Little is also understood about the impact of current storage practices on concentrations of (s)IgA in MOM. In a cohort of significantly preterm infants and their mothers this study aimed to (1) describe the impact on IgA levels in expressed MOM of refrigerating, freezing and feeding via a nasogastric tube (NG) tube, (2) longitudinally quantify total IgA and sIgA in maternal milk and infant stool, and (3) determine differences between exclusively MOM or formula fed infants, in a cohort of exclusively healthy preterm infants (<32 weeks GA).

Methods

Participants and sample collection

Participants were recruited to an ongoing REC approved sample salvage study (SERVIS Supporting Research in Vulnerable Infants REC 10/H0908/39) of >900 babies <32 weeks GA. Eligible infants were cared for in the Neonatal Intensive Care Unit (NICU) at the Royal Victoria Infirmary, Newcastle.
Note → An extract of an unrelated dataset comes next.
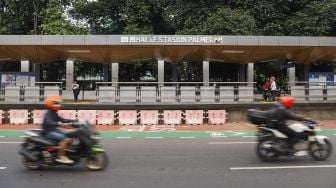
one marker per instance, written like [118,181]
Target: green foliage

We developed Standard Operating Procedures (SOPs) for collection of infant stool and MOM. In brief, the bedside nurse collected stool samples daily from the nappy into a sterile container at −20 °C. Samples were anonymised before being transported weekly to a −80 °C freezer. MOM was sampled from the residual milk in systems used to feed babies to prevent loss of milk volume to the baby. MOM sample day thus identifies day of life milk received by infant, and is not necessarily the day it was expressed.

In addition, MOM was obtained fresh from ten mothers of different preterm infants and for each sample analysis was performed on fresh, refrigerated and frozen milk, and after fresh milk was administered via continuous pump and syringe (n = 40 total analyses).

Longitudinal samples were selected from 42 best-matched healthy preterm infants defined as those who did not develop NEC, LOS or focal perforation, and survived to discharge (Fig. 1). Demographics and sampling data are given in Table 1. For multiple births only one infant was studied. Milk samples were analysed across six time points in the first 120 days of life chosen to reflect colostrum, early milk, transitional milk, and mature breastmilk expression. A single sample per subject was used in each time point to avoid problems with repeated measures. Six additional healthy preterm infants who only received formula milk throughout their stay, in whom we had longitudinal stool sampling, were also selected.

Fig. 1
figure 1

Flow chart showing the overview of recruitment and sampling data from infants in SERVIS study.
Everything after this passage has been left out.